A compromise; Silk thought of Maytera Mint, small and
heartrendingly brave upon a white stallion in Sun Street. "The
Alambrera--?"
"Cannot be permitted to fall. The morale of your Civil Guard
would not survive so crushing a humiliation."
"I see." He stood again, this time with more confidence; he felt
weak, yet paradoxically strong enough to face whatever had to be
faced. "The poor, the poorest people of our quarter especially, who
began the insurrection, are anxious to release the convicts there.
They are their friends and relatives."
Quetzal added, "Echidna has commanded it."
Oosik nodded, still smiling. "So I have heard. Many of our
prisoners say so, and a few even claim to have seen her. I repeat,
however, that a successful assault on the Alambrera would be a
&
nbsp; disaster. It cannot be permitted. But might not our calde, upon his
assumption of office, declare a general amnesty? A gesture at once
generous and humane?"
"I see," Silk repeated. "Yes, certainly, if it will end the fighting--if
there's even the slightest chance that it will end it. Must I come with
you, Generalissimo?"
"You must do more. You must address both the insurgents and
our own men, forcefully. It can be begun here, from your bed. I
have a means of transmitting your voice to my troops, defending
the Palatine. Afterward we will have to put you in a floater and
take you to the Alambrera, in order that both our men and Mint's
may see you, and see for themselves that there is no trickery. His
Cognizance has agreed to go with you to bless the peace. Many
know already that he has sided with you. When it is seen that my
brigade has come over to you as a body, the rest will come as well."
Oreb crowed, "Silk win!" from the bedpost.
"I'm coming, too," Hyacinth declared.
"You must understand that there is to be no surrender, Calde.

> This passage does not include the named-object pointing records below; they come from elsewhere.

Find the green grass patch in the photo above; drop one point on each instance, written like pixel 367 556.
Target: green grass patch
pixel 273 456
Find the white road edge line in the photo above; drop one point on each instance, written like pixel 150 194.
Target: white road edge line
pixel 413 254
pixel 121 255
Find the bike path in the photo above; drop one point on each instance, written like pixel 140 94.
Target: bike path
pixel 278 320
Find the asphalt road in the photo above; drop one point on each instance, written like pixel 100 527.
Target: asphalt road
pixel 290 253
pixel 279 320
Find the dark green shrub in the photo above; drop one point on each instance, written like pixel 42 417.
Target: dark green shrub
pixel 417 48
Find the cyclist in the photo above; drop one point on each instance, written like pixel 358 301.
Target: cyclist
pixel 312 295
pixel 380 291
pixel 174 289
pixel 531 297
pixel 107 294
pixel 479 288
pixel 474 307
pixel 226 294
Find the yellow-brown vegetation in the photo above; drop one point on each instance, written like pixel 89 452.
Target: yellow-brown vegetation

Viron will have chosen to return to its Charter. A
calde--yourself--and an ayuntamiento."
Oosik turned ponderously to Quetzal. "Is that not the system of
government stipulated by Scylla. Your Cognizance?"

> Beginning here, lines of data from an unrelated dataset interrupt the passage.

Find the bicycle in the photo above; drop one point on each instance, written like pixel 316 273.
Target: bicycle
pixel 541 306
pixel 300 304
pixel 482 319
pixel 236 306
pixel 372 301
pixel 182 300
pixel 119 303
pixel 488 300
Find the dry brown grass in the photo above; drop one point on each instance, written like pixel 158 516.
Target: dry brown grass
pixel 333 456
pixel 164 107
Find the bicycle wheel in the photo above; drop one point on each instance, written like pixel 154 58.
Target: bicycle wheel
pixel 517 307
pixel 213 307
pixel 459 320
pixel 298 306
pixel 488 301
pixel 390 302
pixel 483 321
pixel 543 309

"It is, my son, and it is my fondest desire to see it reinstated."
"If we're paraded through the city in this floater," Silk said, "many
of the people who see us are certain to guess that I've been
wounded." In the nick of time he remembered to add, "Generalissimo."

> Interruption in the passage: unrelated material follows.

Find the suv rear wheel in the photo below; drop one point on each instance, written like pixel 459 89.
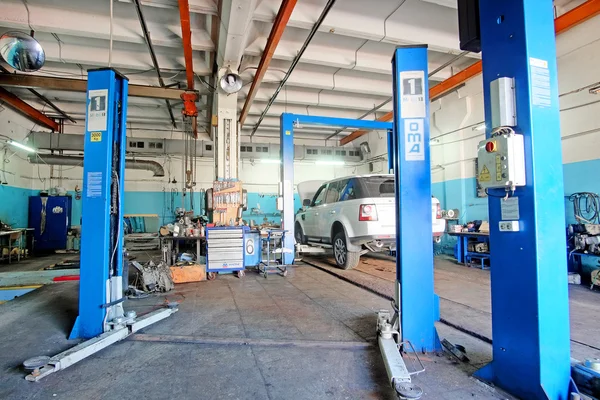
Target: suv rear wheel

"Nor will we attempt to conceal it, Calde. You yourself have
played a hero's part in the fighting! I must tell Gecko to work that
into your little speech."
Oosik took two steps backward. "Now someone must attend to all
these things, I fear, and there is no one capable of it but myself.
Your pardon, my lady." He bowed. "Your pardon, Calde. I will
return shortly. Your pardon, Your Cognizance."
"Bad man?" mused Oreb
Silk shook his head. "No one who ends murder and hatred is evil,
even if he does it for his own profit. We need such people too much
to let even the gods condemn them. Xiphias, I sent you away last
night at the same time that I sent away His Eminence. Did you leave
at once?"
The old fencing master was shamefaced. "Did you say at once, lad?"
"I don't think so. If I did, I don't recall it."